Lyra, an automated market maker for crypto traders to buy and sell options, is now a multichain protocol after successfully launching its Newport upgrade earlier this week.
Initially only running on Ethereum layer-2 chain Optimism, Lyra has expanded to Arbitrum, another layer-2 platform, and integrated with decentralized exchange GMX perpetuals, a derivative trading product without an expiration date.
“Paul,” a core contributor for Lyra, told CoinDesk, “One of our main drivers of launching on Arbitrum and GMX is that we noticed that there were distinct communities forming on each chain. There are users that only use Arbitrum and users that only use Optimism. We realized it doesn’t really make sense to just wall ourselves off to only one subset of users.”
Before the upgrade, Lyra’s market maker vaults (MMVs) paid swapping fees for every collateralization and hedging trade. For example, when a trader buys a call option contract on ether (ETH), Lyra’s MMVs would purchase ether from a spot exchange, incurring a fee; once the trader’s position has closed, Lyra’s MMVs would sell back the ETH used for collateral, incurring yet another fee.
As a result, the process was inefficient, and liquidity providers in Lyra’s MMVs had lowered yields from the swapping fees.
Now, Lyra’s MMVs don’t need to swap the base asset like ETH to collateralize or hedge every time a trader buys an option contract. Instead, options are now partially collateralized in cash, while Lyra hedges its exposures by using GMX perpetuals as a source of liquidity.
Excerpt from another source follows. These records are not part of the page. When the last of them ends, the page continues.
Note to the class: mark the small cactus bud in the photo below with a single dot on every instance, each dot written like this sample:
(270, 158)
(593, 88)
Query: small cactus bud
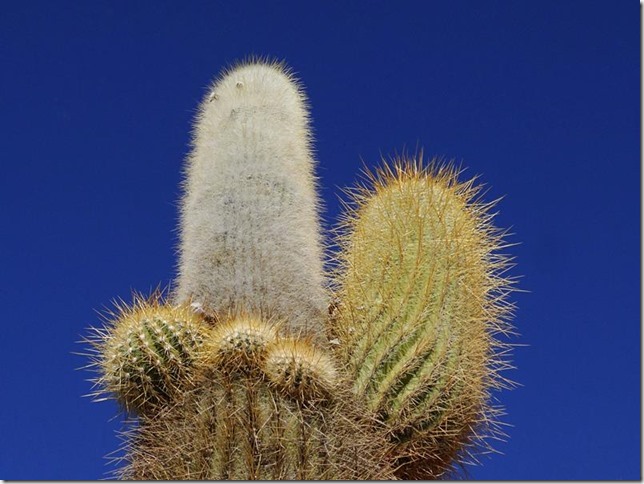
(300, 370)
(239, 342)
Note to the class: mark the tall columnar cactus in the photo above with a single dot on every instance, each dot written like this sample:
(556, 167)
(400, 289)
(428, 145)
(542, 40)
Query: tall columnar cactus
(245, 374)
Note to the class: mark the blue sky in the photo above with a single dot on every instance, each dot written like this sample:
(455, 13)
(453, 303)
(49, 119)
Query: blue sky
(539, 98)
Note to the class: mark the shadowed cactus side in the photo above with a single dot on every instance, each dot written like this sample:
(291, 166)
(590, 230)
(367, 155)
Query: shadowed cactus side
(245, 374)
(421, 296)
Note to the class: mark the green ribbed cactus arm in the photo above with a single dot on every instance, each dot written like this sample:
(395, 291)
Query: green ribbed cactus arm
(421, 296)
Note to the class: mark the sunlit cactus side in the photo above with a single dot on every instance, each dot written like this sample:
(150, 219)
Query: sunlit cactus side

As a result of the Newport upgrade, the Lyra Twitter account indicated that swapping fees “should be reduced with cost savings passed onto [liquidity providers] in the form of higher yield from the same amount of trading volume.”
Total notional trading volume on Lyra passed $1 billion for the first time on Jan. 16, and in the past 30 days, Lyra’s trading volume increased 8.4%.